In the bathroom I filled the flask halfway with water from the faucet. I shook it and brought it out to him. He took it all. After a few moments he finally continued the story.
“She said one of the numbers on our list was on somebody else’s list and that was impossible.”
“What do you mean? I’m not tracking this.”
“Let me see if I remember this right. She said that one of the hundreds that was on our list had a serial number that belonged to a hundred that was part of a bait packet taken in a bank robbery about six months before our movie set robbery went down.”
“Where was the bank robbery?”
“Marina del Rey, I think. I’m not sure about that, though.”
“Okay, so what was the problem? Why couldn’t the hundred from the earlier bank robbery get recirculated, land back in a bank and then become part of the two million sent to the movie set?”

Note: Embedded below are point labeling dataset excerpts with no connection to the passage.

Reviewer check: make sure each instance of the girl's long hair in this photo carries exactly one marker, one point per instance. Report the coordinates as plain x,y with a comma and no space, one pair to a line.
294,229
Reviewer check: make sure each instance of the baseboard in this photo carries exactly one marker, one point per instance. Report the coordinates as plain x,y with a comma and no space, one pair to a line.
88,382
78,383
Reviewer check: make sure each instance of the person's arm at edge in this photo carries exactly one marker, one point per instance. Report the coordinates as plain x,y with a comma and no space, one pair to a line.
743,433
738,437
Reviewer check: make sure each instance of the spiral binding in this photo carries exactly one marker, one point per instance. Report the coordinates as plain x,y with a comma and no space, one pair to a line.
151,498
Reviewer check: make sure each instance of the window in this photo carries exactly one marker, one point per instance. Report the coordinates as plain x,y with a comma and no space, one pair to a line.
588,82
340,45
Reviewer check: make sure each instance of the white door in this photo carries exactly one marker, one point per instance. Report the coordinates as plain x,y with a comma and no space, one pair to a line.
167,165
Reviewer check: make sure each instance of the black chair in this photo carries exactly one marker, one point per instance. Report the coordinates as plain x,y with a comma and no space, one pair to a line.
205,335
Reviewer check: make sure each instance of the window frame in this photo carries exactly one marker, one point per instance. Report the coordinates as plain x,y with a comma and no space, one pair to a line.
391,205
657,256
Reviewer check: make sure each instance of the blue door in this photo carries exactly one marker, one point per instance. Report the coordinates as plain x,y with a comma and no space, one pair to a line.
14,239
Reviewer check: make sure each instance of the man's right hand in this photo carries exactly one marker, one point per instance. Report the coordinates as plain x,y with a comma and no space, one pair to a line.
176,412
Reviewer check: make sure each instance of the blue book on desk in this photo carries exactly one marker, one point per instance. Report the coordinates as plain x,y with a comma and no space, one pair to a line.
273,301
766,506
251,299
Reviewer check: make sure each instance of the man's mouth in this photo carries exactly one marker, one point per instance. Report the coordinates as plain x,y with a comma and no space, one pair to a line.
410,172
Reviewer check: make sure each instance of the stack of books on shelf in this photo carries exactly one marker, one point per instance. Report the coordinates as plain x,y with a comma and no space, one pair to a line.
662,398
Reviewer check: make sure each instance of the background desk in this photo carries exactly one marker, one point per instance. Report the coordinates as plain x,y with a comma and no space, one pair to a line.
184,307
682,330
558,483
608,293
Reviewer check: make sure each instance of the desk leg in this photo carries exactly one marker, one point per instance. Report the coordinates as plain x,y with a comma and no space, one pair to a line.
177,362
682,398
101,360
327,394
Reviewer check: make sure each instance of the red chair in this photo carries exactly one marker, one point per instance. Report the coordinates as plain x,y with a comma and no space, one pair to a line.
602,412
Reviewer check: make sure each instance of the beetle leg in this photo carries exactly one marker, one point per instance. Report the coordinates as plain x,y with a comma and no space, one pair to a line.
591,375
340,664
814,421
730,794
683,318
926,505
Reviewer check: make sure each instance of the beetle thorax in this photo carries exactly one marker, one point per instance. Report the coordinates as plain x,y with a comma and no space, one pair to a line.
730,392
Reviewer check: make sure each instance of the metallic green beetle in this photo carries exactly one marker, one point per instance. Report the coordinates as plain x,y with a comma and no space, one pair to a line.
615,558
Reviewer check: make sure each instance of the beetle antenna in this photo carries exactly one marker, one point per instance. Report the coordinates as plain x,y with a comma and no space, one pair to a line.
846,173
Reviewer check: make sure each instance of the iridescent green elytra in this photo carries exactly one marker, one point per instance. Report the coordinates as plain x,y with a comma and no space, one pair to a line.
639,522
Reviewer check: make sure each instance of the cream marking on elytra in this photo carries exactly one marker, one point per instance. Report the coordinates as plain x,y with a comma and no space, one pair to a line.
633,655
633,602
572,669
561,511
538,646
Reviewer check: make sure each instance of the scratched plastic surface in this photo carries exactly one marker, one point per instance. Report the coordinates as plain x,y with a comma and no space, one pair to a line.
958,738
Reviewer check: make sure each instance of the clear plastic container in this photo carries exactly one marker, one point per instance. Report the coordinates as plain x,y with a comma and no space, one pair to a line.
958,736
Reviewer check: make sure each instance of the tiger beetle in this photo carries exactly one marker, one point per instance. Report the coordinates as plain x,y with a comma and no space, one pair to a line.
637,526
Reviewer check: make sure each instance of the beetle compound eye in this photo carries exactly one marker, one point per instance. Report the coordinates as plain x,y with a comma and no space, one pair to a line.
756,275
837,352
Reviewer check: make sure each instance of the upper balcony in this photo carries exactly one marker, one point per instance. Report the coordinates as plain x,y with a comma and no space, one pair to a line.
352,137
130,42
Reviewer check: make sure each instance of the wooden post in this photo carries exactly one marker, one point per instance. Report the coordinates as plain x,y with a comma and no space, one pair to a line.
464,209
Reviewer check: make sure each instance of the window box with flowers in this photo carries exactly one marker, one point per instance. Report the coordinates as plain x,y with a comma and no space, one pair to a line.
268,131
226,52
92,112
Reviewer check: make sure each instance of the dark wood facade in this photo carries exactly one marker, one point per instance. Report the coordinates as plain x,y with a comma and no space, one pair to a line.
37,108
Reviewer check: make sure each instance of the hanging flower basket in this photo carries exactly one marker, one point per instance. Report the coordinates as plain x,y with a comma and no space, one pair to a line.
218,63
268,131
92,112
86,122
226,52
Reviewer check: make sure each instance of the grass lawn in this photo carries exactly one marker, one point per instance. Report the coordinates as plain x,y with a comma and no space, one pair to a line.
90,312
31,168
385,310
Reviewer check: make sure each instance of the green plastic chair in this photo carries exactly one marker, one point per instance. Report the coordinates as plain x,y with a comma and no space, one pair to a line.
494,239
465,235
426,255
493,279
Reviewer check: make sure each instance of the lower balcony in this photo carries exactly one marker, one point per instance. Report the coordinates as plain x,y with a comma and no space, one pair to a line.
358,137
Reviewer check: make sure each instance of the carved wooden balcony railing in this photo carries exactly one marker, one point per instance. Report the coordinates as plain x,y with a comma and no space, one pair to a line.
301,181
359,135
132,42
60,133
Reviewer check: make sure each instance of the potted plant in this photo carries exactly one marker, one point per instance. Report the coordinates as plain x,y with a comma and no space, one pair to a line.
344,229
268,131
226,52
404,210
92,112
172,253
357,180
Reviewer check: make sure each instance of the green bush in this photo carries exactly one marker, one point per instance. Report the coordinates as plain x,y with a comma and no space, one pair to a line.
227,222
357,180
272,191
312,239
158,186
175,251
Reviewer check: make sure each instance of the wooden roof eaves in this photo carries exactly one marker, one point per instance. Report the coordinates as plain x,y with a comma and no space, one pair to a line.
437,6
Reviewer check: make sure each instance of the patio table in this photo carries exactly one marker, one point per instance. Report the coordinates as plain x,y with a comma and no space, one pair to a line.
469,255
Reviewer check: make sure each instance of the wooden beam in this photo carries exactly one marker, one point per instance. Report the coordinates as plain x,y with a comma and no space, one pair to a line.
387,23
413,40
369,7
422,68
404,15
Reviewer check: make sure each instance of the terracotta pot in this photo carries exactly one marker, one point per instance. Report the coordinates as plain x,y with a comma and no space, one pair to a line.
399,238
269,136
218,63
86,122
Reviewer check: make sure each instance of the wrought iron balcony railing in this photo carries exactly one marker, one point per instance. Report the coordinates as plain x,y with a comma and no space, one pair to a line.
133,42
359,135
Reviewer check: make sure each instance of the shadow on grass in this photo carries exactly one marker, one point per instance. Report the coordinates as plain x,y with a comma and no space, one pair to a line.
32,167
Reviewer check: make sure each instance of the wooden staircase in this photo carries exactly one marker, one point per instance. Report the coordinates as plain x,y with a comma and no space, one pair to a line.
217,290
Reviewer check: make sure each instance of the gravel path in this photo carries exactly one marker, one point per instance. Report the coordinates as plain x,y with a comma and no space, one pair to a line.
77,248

“That’s what I said and Jack told me that it was impossible. He said the agent said the guy who took that bill in Marina del Rey in the first place got caught. He had the bait pack on him and he went to the federal clink and the bill was held as evidence.”
I nodded and thought about this, trying to get it right.
“You’re saying that she was telling you that it would have been impossible for the hundred on your list to have been part of the movie delivery because at that time that hundred-dollar bill was in evidence lockup in regard to the Marina del Rey bank robbery.”
“Exactly. She even went in and checked the evidence to make sure the hundred was still there. It was.”
I tried to think about what this could mean, if it meant anything at all.
“What did you and Jack do?”
“Well, not much. There were a lot of numbers-six pages’ worth. We figured maybe we just got a bad one. You know, maybe the guy who recorded it all had messed up, transposed a number or whatever. We were running on a new case by then. Jack said he’d make some calls to the bank and Global Underwriters. But I don’t know if he did. Then, soon after that, we walked into the shit in that bar and everything else sort of drifted away… until I thought about Angella Benton and called you. Things are starting to come back to me now, you know?”
“I understand. Do you remember the agent’s name?”
“Sorry, Harry, I don’t remember the name. I might’ve never had it. I didn’t talk to her and I don’t think Jack even told me.”
I was silent while I considered whether this was a lead worth pursuing. I thought about what Kiz Rider had said about the case being worked. Maybe this was the angle. Maybe the people she told me about were FBI agents. While I was working it over, Cross started talking again.
“For what it’s worth, I got the idea from Jack that this agent, whoever she was, sort of came up with this thing on her own. It was her own little program she was running. Almost like a hobby. Not on the official computer.”
“Okay. Do you remember if you ever got any other hits on the numbers? Before this one?”